D'oh. Yeah, Nara. I'd say Nara over Osaka, possibly over Hiroshima. If you can, go to Nara and Kamakura, check out their twin Hase-dera temples (the link has a link to the one in Kamakura). The two temples are linked by a pair of statues carved by the same artist. According to legend, the artist enshrined one in Nara, then set the other adrift at sea to find it's karmic resting point, which evidently turned out to be Kamakura. Both are amazing.
posted by Ghidorah at 10:11 PM on August 23, 2009

When in Tokyo, don't miss Shimokitazawa, a super cool neighborhood a few stops west of Shinjuku that is in danger of being zoned out of existence.

For accomodations, if you're looking for something a step up from a hostel or capsule hotel, look into business hotels. I always stay at the Hotel Villa Fontaine in Tokyo and Osaka, which is as cheap as 8000 yen/night for two people. The rooms are tiny, but clean and functional and include free breakfast. The Osaka hotel is especially well located, right off of the Shinsaibashi shopping street.

Also, if you're in any large Japanese city and see a store with a penguin mascot on the sign, you want to go to there. That's Don Quixote, which is the craziest, trippiest store on the planet, like Wal-Mart on acid. The one in Akihabara is especially odd, with all-singing-all-dancing cute girl shows on the top floor and an extensive collection of maid costumes, including ones for dogs.

Lots of Japan photos in my Flickr stream (linked in my profile) if you're looking for inspiration...
posted by Gortuk at 7:14 AM on August 24, 2009

Thanks for all the advice, everyone. I love it when it is contradictory: "Go to Osaka!" v. "Don't go to Osaka!" ;-)

I will parse all this, come up w/ a route and submit it for any revisions.

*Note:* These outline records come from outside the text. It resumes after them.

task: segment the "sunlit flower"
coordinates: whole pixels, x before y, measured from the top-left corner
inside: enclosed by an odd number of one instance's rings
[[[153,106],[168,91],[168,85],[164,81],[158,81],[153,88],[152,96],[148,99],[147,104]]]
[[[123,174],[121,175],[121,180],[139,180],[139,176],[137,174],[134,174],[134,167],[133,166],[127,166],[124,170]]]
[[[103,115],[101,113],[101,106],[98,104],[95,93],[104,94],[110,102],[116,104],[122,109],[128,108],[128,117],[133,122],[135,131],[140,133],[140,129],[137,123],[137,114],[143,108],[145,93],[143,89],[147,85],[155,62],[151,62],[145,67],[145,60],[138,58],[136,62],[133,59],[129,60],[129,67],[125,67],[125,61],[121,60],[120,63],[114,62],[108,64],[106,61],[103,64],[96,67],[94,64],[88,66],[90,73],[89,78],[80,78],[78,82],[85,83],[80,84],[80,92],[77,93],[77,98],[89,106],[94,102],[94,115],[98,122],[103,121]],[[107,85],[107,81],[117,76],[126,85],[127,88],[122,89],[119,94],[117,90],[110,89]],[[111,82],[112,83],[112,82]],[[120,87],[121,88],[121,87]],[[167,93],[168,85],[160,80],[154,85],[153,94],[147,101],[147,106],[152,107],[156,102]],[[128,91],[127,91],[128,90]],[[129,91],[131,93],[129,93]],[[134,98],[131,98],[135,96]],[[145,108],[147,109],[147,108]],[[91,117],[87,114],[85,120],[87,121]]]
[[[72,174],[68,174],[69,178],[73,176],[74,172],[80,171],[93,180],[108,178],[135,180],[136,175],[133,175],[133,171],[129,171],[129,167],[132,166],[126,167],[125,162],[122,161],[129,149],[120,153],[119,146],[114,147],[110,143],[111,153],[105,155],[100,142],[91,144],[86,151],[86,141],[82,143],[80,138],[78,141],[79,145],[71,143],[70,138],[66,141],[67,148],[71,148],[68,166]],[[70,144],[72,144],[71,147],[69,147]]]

A side question: my traveling companion is black. We've been hearing "get ready for alot of looks!" Can any of you speak towards that? I want to mentally prepare him...
posted by cgs at 12:29 PM on August 24, 2009

When I was there as a tourist I probably saw about 5 black people the entire time I was there (2 weeks). Your companion will stand out. All non-asians get noticed, and black people get noticed the most. But I don't think your companion will experience any racism, it seems to be mostly curiosity. People will stare.
posted by twblalock at 8:58 PM on August 24, 2009

Can any of you speak towards that? I want to mentally prepare him...

The Japanese are generally racists but they're willing to withhold judgment for individuals.

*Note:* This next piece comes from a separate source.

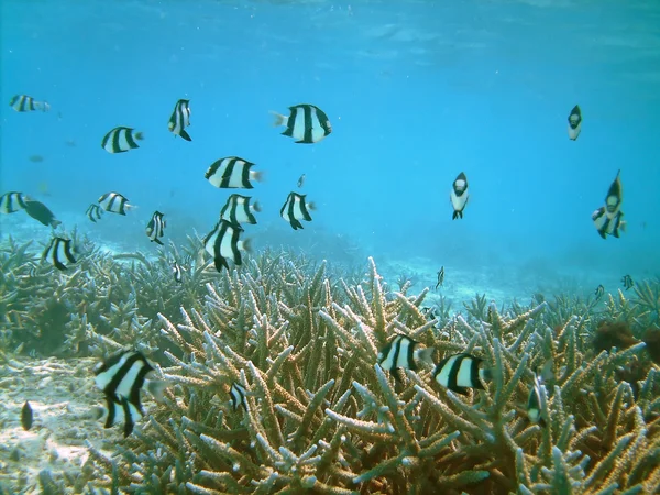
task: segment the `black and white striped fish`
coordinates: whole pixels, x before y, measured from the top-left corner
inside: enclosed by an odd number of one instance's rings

If anything all foreigners fall into the same category as black people so in that regard he might find two weeks in Japan educational. I know I did, seeing apartment ads for "no prostitutes or foreigners".

From what I gather the Roppongi adult entertainment district has been overrun with push Africans, which are giving black people something of a collective black eye, but that's not really common zeitgeist yet.

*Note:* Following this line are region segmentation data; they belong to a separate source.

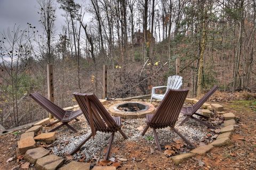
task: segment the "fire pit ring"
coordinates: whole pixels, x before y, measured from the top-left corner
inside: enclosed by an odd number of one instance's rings
[[[127,112],[118,109],[119,107],[136,107],[140,110],[135,112]],[[120,116],[123,118],[137,118],[145,117],[147,114],[153,114],[155,107],[151,104],[143,101],[126,101],[112,105],[109,112],[112,116]]]

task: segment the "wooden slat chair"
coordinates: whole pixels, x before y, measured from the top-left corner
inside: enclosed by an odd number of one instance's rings
[[[153,98],[158,100],[163,100],[164,96],[169,89],[179,89],[182,85],[182,77],[178,75],[174,75],[168,77],[166,86],[157,86],[152,88],[150,103]],[[156,94],[156,89],[166,88],[166,90],[164,94]]]
[[[211,97],[211,96],[213,94],[213,93],[217,90],[218,87],[214,86],[207,93],[206,93],[204,97],[203,97],[198,101],[197,101],[194,106],[182,107],[181,109],[181,113],[182,113],[186,117],[186,118],[180,123],[180,126],[182,126],[185,122],[188,120],[189,118],[194,119],[195,121],[198,122],[199,123],[207,126],[208,128],[212,129],[215,129],[216,128],[210,125],[209,123],[207,123],[205,122],[204,122],[196,117],[193,116],[193,115],[196,115],[199,116],[201,117],[204,117],[205,118],[208,118],[207,117],[201,114],[196,113],[196,111],[204,104],[204,103],[206,101],[206,100]]]
[[[170,127],[171,129],[173,130],[184,141],[195,148],[192,143],[186,139],[174,128],[188,91],[188,90],[169,89],[157,107],[155,113],[154,115],[147,114],[146,116],[147,126],[141,134],[144,135],[148,128],[149,127],[151,128],[159,151],[162,151],[162,149],[156,129],[165,128],[168,126]]]
[[[120,117],[111,116],[93,94],[75,92],[73,95],[85,117],[88,124],[91,127],[92,133],[79,144],[70,154],[73,155],[79,150],[87,141],[96,134],[97,131],[111,133],[105,156],[105,160],[107,160],[110,153],[115,132],[118,131],[125,139],[128,139],[121,130],[122,124]]]
[[[58,120],[58,121],[48,125],[47,126],[52,125],[60,122],[62,123],[57,127],[50,131],[50,132],[55,131],[63,125],[66,125],[71,129],[73,132],[75,133],[77,132],[77,131],[70,125],[68,123],[74,119],[76,120],[77,121],[78,120],[77,117],[82,114],[81,110],[76,111],[65,111],[37,92],[30,94],[29,96],[30,96],[31,98],[32,98],[42,107],[43,107],[48,112],[52,114],[55,117],[56,117],[57,119]]]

The Japanese value politeness and considerateness, so if you can do that you're cool with them as guests in their country.
posted by @troy at 9:04 PM on August 24, 2009

The Japanese are generally racists but they're willing to withhold judgment for individuals.

Wouldn't it be more accurate to say that racism in Japan is not hidden like it is in the US?

For the record, my wife, her family, our friends, our landlord, my employer and coworkers, the staff at the restaurants and bars I went, my son's preschool teacher and the policeman that pulled me over for speeding are or were NOT racists.

Like anywhere else there are some idiots in Japan. As well, Japan has no anti-discrimination legislation.

The comedians lampooning in blackface on television is particularly grating, though.